After their return to the States, he served in several pastorates and interim pastorates in Texas, Oklahoma and Connecticut.
"My purpose in coming to Southwestern was to be a promoter of the missionary call, be an efficient teacher of missions and ultimately to start the World Missions Center," Anderson said.
"My dream was to set up the World Missions Center to integrate the three schools (theology, Christian education and music) and coordinate the missions phase of Christian service." The World Missions Center was founded in 1980.
"Anderson's most enduring legacy is the number of students and missionaries he has encouraged, guided and helped in the vast dimensions of their work," Garrett said.

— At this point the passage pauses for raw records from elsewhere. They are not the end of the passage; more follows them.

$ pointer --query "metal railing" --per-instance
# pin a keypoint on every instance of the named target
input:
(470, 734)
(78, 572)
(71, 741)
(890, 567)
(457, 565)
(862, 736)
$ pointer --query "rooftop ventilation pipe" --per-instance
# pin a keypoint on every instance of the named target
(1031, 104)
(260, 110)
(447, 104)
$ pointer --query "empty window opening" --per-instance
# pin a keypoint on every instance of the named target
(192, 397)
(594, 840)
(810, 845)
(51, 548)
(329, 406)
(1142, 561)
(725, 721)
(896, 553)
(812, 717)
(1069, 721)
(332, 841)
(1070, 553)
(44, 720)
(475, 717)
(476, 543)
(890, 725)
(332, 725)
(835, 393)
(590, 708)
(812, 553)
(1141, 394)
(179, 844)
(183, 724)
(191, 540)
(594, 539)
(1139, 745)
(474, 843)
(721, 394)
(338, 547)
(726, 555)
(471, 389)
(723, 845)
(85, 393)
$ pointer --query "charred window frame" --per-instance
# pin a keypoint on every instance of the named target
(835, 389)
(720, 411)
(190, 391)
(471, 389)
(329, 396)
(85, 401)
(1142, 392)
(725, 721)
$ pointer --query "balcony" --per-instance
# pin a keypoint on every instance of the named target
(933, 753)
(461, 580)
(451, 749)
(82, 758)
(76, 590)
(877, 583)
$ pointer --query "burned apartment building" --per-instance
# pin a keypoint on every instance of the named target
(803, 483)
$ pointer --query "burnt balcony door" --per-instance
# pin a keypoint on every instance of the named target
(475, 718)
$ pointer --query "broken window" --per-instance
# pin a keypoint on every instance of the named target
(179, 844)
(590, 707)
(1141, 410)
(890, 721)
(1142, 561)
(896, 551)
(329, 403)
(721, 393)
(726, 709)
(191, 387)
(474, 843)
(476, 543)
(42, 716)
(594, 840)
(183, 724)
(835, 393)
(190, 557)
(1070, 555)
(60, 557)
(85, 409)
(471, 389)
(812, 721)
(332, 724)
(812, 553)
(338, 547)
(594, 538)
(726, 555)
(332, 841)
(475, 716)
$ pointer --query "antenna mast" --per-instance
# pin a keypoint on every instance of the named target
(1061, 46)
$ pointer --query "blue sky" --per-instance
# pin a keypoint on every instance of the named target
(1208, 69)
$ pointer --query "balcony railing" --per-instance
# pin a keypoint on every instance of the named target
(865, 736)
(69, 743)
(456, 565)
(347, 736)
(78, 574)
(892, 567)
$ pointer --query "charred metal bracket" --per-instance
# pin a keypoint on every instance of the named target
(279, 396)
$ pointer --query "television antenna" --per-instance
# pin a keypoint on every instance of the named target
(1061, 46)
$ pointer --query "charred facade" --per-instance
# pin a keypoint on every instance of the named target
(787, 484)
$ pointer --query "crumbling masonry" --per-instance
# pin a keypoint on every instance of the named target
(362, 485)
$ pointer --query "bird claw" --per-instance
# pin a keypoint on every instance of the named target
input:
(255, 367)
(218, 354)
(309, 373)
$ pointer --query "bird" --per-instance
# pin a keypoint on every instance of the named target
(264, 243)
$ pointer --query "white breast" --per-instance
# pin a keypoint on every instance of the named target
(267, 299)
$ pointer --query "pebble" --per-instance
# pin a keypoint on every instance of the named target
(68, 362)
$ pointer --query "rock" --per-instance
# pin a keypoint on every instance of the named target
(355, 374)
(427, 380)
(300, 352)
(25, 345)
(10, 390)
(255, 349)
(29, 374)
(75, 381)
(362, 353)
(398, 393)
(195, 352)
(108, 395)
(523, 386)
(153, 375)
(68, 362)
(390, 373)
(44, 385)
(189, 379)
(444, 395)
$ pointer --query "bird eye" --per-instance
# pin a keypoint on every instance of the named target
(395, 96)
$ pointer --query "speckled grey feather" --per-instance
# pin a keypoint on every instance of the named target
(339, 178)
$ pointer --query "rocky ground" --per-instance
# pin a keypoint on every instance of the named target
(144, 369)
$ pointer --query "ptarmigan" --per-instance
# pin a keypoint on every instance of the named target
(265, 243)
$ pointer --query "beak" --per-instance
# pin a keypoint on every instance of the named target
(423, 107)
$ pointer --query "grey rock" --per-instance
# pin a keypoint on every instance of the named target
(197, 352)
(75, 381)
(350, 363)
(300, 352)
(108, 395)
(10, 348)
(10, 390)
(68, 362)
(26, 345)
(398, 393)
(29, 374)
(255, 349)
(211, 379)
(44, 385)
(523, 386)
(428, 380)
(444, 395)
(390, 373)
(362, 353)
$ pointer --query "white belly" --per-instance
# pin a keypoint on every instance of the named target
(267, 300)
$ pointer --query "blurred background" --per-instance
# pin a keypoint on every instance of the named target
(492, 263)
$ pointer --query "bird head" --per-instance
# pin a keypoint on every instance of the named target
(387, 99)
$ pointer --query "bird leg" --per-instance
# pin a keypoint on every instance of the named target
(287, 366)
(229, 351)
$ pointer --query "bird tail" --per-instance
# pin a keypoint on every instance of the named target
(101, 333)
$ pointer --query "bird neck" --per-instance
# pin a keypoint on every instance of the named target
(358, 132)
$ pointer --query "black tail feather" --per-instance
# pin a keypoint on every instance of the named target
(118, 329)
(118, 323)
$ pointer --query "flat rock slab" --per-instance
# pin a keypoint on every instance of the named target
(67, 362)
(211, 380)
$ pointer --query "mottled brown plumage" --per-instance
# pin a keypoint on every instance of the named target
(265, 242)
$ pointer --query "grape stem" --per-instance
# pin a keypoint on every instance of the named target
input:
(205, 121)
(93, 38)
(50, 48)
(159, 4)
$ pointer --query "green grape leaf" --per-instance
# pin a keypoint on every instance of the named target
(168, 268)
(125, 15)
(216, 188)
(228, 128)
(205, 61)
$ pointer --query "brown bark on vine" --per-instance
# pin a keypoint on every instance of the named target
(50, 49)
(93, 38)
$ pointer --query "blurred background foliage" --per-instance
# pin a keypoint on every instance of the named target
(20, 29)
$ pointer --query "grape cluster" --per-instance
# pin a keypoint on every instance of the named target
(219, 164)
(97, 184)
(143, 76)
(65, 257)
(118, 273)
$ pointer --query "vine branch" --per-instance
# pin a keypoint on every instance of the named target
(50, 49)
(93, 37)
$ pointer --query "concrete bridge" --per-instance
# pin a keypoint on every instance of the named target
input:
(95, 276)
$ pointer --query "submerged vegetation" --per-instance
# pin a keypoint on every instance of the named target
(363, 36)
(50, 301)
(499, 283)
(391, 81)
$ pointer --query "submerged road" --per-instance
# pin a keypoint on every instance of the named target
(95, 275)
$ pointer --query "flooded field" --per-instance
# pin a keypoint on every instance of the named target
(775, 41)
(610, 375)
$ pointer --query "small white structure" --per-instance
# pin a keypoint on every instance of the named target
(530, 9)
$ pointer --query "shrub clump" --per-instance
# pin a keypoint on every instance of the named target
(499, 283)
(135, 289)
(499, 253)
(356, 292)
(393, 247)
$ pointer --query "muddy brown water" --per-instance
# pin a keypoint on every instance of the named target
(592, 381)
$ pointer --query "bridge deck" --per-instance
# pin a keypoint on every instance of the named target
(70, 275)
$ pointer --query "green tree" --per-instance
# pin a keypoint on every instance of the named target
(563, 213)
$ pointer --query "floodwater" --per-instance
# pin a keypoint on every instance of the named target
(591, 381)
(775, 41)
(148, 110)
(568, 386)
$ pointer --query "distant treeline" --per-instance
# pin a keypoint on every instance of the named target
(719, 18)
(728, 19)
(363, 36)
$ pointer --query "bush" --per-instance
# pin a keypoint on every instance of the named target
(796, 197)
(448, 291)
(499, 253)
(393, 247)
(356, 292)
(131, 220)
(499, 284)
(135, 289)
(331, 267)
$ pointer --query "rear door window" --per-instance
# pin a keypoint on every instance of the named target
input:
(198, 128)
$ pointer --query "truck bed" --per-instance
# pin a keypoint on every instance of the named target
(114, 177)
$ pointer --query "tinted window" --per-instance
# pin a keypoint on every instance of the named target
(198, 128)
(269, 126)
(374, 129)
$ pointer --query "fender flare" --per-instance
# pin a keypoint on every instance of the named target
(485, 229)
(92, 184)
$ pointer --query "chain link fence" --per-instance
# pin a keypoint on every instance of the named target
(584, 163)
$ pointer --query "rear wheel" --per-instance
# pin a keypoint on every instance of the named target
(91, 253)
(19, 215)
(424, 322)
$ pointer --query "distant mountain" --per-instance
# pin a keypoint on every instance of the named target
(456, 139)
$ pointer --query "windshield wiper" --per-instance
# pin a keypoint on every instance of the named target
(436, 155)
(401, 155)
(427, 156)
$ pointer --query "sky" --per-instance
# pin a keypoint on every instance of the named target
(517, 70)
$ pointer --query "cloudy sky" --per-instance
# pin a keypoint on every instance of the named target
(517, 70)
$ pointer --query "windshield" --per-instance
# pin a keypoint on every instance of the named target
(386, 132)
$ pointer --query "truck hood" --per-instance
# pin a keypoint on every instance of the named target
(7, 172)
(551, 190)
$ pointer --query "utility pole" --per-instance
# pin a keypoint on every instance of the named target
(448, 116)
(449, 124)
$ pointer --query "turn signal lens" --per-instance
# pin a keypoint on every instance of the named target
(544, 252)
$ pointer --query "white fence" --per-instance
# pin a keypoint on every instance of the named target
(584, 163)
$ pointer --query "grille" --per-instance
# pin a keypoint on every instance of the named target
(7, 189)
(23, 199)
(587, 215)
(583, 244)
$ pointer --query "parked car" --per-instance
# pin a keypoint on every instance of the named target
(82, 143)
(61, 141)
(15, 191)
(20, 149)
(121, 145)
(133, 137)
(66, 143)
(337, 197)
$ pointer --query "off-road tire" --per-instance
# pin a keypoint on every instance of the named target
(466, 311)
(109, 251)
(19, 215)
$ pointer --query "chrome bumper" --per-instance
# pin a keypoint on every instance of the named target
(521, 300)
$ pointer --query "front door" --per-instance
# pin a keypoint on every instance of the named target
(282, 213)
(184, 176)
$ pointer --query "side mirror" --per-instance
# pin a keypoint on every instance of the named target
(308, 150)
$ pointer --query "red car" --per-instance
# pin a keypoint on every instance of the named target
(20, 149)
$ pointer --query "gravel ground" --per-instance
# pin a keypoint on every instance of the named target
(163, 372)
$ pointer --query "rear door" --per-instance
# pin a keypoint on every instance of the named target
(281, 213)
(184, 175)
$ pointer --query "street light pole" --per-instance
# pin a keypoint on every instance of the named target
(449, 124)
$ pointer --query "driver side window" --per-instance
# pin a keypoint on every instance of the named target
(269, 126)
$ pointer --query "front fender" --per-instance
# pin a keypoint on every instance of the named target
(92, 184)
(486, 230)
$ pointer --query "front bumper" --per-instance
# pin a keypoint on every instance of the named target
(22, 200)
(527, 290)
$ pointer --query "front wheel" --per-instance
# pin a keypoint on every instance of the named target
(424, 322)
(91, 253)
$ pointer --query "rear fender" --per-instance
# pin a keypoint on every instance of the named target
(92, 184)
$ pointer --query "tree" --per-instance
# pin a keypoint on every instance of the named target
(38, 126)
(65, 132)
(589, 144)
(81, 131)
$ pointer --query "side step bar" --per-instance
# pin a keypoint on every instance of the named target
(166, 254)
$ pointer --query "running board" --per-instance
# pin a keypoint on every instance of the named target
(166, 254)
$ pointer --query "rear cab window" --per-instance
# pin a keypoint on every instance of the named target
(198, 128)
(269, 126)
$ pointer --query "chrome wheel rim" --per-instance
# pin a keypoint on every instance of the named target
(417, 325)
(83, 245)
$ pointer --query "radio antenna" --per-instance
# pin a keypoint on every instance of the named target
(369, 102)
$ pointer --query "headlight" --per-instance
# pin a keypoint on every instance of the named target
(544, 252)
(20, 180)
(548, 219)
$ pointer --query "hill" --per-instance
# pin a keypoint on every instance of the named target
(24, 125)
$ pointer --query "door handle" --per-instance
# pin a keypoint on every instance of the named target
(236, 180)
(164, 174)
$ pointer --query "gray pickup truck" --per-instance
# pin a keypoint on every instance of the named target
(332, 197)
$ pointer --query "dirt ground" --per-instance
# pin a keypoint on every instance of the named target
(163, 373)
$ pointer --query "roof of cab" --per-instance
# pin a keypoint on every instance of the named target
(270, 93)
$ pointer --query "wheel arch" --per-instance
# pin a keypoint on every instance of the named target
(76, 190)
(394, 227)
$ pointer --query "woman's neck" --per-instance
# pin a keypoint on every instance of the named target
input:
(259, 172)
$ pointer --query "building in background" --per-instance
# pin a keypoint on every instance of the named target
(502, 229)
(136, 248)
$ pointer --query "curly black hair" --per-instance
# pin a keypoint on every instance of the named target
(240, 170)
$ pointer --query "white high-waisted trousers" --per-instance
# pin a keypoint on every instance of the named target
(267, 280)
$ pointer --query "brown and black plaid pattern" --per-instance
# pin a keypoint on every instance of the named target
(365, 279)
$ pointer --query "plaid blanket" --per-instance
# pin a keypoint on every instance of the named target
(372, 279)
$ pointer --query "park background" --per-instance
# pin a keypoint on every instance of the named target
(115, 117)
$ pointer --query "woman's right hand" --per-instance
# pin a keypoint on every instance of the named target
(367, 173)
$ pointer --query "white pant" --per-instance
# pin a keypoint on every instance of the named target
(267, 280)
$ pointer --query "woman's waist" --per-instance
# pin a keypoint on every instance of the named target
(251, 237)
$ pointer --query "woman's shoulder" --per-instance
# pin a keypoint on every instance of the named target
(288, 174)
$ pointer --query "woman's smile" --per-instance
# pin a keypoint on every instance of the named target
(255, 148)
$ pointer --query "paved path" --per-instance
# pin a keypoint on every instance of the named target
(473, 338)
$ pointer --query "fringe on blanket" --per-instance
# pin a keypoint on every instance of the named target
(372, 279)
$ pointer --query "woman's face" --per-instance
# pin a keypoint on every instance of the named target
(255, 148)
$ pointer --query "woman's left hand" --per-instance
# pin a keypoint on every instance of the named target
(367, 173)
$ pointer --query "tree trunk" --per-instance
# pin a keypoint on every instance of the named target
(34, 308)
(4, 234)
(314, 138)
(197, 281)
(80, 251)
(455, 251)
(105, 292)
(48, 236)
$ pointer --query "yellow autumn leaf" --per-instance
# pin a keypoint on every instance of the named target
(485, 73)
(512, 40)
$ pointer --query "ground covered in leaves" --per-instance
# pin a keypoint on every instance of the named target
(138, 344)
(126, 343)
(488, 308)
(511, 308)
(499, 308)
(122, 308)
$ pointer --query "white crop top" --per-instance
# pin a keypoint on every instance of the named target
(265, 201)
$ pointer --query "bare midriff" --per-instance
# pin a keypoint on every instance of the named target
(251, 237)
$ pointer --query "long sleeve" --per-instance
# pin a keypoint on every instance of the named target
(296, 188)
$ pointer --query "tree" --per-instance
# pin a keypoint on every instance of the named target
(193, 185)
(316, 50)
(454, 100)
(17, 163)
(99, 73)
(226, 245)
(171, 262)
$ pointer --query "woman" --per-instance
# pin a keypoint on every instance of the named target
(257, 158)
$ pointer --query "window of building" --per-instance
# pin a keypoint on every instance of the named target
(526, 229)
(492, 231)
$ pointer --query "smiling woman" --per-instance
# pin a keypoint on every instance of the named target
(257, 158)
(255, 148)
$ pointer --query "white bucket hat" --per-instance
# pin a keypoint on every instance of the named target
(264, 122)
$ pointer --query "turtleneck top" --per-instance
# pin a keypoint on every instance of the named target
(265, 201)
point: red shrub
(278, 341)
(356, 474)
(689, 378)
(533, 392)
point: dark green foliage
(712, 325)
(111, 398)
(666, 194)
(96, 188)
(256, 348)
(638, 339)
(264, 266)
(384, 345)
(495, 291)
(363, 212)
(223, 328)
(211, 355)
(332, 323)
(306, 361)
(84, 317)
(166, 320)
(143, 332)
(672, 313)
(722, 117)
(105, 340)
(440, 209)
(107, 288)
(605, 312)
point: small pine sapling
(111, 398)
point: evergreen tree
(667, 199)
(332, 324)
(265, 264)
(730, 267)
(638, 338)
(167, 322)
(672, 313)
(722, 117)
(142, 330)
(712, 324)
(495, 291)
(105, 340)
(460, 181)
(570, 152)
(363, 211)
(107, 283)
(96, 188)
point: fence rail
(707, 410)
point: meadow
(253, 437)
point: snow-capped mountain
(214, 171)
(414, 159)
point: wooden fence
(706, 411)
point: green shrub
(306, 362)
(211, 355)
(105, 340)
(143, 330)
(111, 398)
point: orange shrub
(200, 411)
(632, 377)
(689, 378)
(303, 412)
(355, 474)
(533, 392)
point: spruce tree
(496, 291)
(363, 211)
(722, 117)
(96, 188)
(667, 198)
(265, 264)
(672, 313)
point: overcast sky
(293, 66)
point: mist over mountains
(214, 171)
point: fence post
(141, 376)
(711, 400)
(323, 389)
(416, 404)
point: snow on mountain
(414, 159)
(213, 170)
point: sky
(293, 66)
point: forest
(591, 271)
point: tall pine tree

Anderson's publications include “A Manual of Homiletics in Spanish,” “A Study of Baptist Ecclesiology in Spanish,” “A History of the Baptists, Volumes I, II and III” (in Spanish), numerous articles in Spanish and English for theological journals and numerous book reviews and film reviews for missiological and theological journals.
"If spreading the gospel to the whole world is a requisite for the return of Christ, Justice and Mary Ann Anderson have done far more than their share in securing the imminent return of the Prince of Peace," said Southwestern's Bill Tolar, distinguished professor of biblical backgrounds and special consultant to the president.
In a recent address to new missionary appointees, Anderson gave four suggestions for successful service: 1) don't run from God's calling; it's the safest, happiest, most fulfilling place for you and your family; 2) plan to stay all your life where you are, but be ready and sensitive for surprises from God you do not seek; 3) don't run ahead of God's calling; it gets frustrating and frightfully lonely trying to do it by yourself; and 4) run with God down avenues of exciting service.
Anderson compared his missionary journey to a World War II bombardier song: “We're coming in on a wing and a prayer, what a show, what a fight, boy, we really hit our target tonight.”
"Opposition is out there," Anderson said, "but satisfaction is when we hit our target. Hit your target, let God have his way and experience the enjoyment of fulfilled service."